This has been a very interesting read. Kind of "de ja vue" all over again.
When I first went off to college - I realized, for the first time, there were people who didn't like guns and hunting. It was a shock to me.
I grew up as part of a family and community, that looked up to the best hunters. I believe I was in my teens before I realized they didn't shut school down for the first week of deer season because it was a holiday - but rather because no one came to school.
My family, having some part Ojibwe heritage, also admired good hunters. When I came home with meat - my mother praised me, and I got the best cut of meat.
When I was young, we were very poor. If I didn't do well hunting - we didn't eat well. It was beans and oatmeal the last week of every month. My father worked long hours, and the hunting fell to me. I never went out for sports. Hunting consumed my time. It was never a chore. I loved hunting. I loved matching wits with the animals I hunted. I loved the kill. I didn't (and don't) especially care for gutting deer, dragging them miles through the woods, skinning, and butchering them.
I remember my first taste of beef. I was 11. I thought it tasted strange.

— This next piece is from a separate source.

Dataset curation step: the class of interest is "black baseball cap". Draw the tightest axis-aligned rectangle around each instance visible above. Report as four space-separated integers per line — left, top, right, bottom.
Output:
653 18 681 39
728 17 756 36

I never liked to hunt bear so much. I guess I didn't feel any particular empathy with them, though my Ojibwe name is Makwa Bemosi (Bear Walking), and I've been told we are part of the bear clan (or totem). If I had tobacco, I would spread some at the site of the kill, but only because my grandfather would do it. I just never cared that much for the meat, though it is good canned. The fat however, we would collect and render. It is the best for baking or cooking of any grease. We would also use it, mixed with pine tar, for waterproofing shoes and moggasins.

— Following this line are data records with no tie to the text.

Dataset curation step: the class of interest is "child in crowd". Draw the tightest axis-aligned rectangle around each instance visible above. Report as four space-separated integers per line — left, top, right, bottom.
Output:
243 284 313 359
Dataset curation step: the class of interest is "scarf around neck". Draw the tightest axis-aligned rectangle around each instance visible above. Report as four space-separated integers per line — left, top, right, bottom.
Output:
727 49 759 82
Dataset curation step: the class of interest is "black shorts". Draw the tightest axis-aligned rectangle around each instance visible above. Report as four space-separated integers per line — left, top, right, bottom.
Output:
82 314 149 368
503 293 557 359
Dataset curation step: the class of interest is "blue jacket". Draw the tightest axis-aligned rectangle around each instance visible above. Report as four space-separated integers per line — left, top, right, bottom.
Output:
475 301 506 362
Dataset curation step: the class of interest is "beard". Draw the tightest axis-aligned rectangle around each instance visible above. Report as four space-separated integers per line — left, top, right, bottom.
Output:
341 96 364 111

Hunting moose is a chore. They can see almost 360 degrees, and are hard to sneak up on. Hunting them is a challenge - unless you happen on one. Often they are in a river - and you want to wait until they get up on shore - - which leaves you little time for a shot before they dissappear into the brush. If you shoot one in the river - you have a terrible time getting them up on shore. Large ones easy go over half a ton. Getting them dressed and quartered is also a lot of work. To dress a moose, we try to prop it on its rear legs - like an A-frame. You take your knife and start your cut. you end up in the gut cavity , hoping you don't get buried by 250 pounds of guts. It is a very bloody job. If you've shot them back in, transport, usually by canoe, is a lot of work.

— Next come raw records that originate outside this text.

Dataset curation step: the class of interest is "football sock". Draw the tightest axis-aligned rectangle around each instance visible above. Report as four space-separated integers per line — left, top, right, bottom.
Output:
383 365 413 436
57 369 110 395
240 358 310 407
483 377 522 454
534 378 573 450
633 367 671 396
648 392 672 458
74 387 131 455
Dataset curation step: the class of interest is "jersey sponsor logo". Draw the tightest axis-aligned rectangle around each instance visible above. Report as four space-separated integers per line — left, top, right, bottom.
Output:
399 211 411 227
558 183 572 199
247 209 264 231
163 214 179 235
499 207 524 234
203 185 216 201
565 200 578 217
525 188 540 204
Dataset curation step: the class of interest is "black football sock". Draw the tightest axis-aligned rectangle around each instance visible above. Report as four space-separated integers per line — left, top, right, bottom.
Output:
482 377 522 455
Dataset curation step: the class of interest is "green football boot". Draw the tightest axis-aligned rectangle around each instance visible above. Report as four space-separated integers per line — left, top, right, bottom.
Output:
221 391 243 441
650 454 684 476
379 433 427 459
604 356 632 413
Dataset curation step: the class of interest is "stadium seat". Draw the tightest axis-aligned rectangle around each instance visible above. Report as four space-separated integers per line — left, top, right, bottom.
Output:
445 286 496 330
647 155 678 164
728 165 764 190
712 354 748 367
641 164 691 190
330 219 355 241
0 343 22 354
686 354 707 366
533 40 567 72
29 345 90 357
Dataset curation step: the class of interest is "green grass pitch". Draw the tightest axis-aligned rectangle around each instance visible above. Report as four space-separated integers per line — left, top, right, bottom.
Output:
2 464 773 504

I first began hunting in 1962. Now, I usually take five to ten deer a year , and I've taken many bear and several moose (part of my job is tracking and killing car injured deer, bear, and ocassionally a moose). Also, I hunt hare, grouse, and grey squirrel, which is my favorite game meat. When I was young, we would also eat beaver and muskrat - which we trapped.
I'm not so poor now. But, if I didn't hunt, to supplement our diet, make our own sugar, harvest wild rice, pick berries, net whitefish, and keep a garden - we would probably have to move to a city and live in an apartment. I sure wouldn't want to do that.